The Garden Island Courtyard Renewal takes shape as an unfurling of space that curves and slips beneath grassy bridges, connecting the garden without compromising on lush green zones. Redesigned by epos architecture, the designers believe in imparting poetic narratives onto modern design, borrowing from traditional Chinese architecture, or ancient Greek philosophies.
From within the grounds of the Chengdu Garden Hotel, epos architecture has respected the original layout and structures of the historic site, reinventing them for modern times – for a shared office that surrounds the gardens. “The design aims to retain its original characteristics without disrupting the traces of its evolution over the years by applying strategies of modification rather than demolishment,” the architect shares. The Garden Island Courtyard creates areas of reflection and relaxing for the workers, with individual zones that blend into one due to the winding verandah that connects the landscape.
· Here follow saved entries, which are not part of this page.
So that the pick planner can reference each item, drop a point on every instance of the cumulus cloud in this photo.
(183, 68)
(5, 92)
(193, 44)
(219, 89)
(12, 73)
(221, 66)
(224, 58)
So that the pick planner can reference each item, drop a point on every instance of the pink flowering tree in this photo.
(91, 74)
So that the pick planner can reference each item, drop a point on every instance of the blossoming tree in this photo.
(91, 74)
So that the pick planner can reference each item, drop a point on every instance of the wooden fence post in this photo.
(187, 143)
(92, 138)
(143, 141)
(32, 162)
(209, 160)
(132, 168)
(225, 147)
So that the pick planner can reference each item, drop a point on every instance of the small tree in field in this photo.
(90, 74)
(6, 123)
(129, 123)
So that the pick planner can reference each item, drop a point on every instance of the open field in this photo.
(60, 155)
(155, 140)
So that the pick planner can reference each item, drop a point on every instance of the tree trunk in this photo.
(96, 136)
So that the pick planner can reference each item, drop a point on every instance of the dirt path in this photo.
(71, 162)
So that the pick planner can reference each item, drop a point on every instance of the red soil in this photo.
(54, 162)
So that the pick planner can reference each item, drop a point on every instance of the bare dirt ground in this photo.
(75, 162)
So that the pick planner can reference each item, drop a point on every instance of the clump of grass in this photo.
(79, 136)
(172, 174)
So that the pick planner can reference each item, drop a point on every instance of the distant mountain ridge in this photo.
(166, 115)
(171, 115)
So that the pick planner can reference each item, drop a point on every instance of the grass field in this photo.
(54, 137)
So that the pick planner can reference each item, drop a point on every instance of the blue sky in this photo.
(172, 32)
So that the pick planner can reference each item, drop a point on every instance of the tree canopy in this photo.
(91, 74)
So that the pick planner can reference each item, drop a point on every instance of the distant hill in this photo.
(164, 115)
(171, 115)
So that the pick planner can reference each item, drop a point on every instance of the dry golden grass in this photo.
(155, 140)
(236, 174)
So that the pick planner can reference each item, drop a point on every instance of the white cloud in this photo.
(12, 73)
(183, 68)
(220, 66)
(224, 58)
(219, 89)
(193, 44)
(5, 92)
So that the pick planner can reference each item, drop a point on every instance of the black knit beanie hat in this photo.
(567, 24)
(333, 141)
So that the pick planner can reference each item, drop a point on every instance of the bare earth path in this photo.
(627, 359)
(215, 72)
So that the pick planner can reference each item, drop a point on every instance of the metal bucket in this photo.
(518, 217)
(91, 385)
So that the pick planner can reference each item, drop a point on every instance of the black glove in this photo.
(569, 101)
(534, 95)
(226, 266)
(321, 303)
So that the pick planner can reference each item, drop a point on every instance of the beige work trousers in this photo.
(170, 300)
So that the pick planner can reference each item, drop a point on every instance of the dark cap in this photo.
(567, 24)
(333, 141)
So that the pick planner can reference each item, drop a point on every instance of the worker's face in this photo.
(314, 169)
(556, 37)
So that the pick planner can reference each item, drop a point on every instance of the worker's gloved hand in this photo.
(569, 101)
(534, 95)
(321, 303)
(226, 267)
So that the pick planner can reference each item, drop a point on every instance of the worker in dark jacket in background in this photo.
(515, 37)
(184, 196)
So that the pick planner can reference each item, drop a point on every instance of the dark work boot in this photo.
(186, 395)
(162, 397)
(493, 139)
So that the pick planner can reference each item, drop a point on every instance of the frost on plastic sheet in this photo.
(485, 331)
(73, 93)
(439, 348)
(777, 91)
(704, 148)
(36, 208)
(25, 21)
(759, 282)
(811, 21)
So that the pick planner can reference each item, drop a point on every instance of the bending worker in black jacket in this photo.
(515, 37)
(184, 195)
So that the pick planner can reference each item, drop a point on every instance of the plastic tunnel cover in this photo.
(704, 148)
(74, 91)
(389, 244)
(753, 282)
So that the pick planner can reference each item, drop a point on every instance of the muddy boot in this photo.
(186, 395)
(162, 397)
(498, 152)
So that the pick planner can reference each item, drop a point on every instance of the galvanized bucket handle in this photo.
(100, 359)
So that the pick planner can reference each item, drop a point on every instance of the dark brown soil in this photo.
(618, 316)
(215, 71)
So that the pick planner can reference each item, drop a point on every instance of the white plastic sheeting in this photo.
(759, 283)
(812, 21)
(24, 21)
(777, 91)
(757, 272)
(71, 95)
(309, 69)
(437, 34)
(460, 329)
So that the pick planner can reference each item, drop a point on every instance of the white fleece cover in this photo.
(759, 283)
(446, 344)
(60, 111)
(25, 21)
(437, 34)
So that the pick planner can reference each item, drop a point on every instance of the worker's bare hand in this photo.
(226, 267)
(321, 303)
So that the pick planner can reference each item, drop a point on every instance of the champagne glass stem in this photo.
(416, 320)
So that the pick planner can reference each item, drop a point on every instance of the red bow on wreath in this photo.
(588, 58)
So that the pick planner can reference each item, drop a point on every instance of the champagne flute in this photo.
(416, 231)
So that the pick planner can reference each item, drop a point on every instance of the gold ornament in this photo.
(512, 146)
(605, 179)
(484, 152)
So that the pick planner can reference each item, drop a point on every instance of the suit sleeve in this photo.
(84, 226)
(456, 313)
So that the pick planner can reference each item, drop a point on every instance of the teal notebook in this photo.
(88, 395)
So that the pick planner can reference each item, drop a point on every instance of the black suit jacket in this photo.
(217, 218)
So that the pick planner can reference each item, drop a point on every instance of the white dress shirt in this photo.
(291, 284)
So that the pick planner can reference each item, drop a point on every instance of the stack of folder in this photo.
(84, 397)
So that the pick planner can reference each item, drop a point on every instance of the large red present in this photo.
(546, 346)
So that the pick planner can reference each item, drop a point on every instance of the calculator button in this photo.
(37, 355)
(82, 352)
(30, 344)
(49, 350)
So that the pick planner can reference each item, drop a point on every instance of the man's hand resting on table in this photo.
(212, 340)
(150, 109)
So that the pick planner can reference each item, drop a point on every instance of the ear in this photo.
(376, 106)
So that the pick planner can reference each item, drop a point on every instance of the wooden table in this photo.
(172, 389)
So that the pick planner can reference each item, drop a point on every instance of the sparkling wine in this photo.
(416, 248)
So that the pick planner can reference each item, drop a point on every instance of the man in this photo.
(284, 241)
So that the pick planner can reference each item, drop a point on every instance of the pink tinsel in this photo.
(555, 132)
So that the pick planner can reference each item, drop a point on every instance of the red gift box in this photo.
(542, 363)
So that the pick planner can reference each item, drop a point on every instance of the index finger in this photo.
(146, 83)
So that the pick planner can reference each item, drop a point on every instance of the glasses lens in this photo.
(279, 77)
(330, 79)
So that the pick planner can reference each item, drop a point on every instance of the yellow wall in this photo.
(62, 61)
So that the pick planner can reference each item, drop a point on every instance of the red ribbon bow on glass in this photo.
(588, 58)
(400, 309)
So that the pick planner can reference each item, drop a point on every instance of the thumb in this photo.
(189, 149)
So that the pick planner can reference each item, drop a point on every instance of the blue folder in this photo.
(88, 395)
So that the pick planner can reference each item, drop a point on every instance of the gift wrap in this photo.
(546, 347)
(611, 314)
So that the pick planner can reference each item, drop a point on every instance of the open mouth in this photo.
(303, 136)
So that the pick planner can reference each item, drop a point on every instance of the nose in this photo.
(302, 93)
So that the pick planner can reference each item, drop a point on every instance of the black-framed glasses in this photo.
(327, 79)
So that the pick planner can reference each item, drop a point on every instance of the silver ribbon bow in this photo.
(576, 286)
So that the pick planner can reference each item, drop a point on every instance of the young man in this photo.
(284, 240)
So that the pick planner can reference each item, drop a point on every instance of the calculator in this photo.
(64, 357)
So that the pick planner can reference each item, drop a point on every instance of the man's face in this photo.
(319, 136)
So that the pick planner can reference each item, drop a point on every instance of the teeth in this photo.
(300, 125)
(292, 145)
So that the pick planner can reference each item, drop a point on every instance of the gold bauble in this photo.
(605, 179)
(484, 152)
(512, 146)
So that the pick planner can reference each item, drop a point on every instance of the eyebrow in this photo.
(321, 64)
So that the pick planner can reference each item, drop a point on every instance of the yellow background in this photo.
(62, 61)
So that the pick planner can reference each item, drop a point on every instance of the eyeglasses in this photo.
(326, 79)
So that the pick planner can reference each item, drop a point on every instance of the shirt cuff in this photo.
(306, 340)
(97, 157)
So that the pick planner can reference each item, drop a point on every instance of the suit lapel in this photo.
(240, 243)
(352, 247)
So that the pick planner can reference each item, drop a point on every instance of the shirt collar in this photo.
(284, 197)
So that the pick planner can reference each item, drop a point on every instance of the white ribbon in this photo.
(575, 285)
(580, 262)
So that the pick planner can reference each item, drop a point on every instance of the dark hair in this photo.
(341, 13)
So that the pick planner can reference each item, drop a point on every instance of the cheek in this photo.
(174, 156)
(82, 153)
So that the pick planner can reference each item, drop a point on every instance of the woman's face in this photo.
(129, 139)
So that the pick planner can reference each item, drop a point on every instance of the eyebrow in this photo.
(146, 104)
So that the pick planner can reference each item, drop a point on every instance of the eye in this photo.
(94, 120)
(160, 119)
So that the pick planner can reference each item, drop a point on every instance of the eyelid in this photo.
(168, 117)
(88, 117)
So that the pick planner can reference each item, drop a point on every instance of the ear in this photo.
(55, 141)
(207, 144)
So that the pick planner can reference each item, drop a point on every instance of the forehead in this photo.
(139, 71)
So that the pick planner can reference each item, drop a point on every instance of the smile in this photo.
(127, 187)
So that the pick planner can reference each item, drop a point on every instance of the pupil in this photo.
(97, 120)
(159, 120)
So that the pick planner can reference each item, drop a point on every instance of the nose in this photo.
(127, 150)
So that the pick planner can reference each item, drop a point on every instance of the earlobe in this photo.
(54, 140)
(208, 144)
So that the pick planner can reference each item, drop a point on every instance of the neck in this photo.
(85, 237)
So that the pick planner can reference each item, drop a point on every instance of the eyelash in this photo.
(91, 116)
epos architecture believes in imparting poetic narratives onto modern design, borrowing from traditional Chinese architecture, or ancient Greek philosophies.
To do this, the architects have extended the communal working space of the building into separate, functioning areas that follow an eco-philosophy of “minimum intervention” that also worked for the clients’ limited budget. epos architecture followed the existing typography of the site with the original hotel lobby becoming the centre point to the contemporary garden, transformed into a communal tea house to be shared.
The verandah uses thin, delicate steel columns, painted in dark grey fluorocarbon paint as the frameworks, with the outdoor spaces flowing seamlessly into the landscape of rockery and plants. Enlarged in some spots, the verandah hosts flexible viewing platforms, providing “in-motion viewing” and “in-position viewing” in the courtyard. “It also turns an ornamental courtyard into a place where people can share, communicate and even love,” the architects add.
The outdoor spaces flow seamlessly into the landscape of rockery and plants.
These platforms highlight the garden with large circular windows, immersing the sitter within the framework of the site. The verandah twists and turns throughout the garden island, applying the various views of the delicate landscape, with the former canopies replaced and extended into a closed loop, finishing and beginning with the teahouse.
The deliberate extension between the outdoor spaces and open plan tea house and verandah nooks, creates an easy transfer, overlapping into the natural environment. “The original design intent is not to design a garden, but to create an environment overlapping daily life and poetic scenes,” the architects explain, “which is exactly in line with the spirit of Chinese traditional gardens.”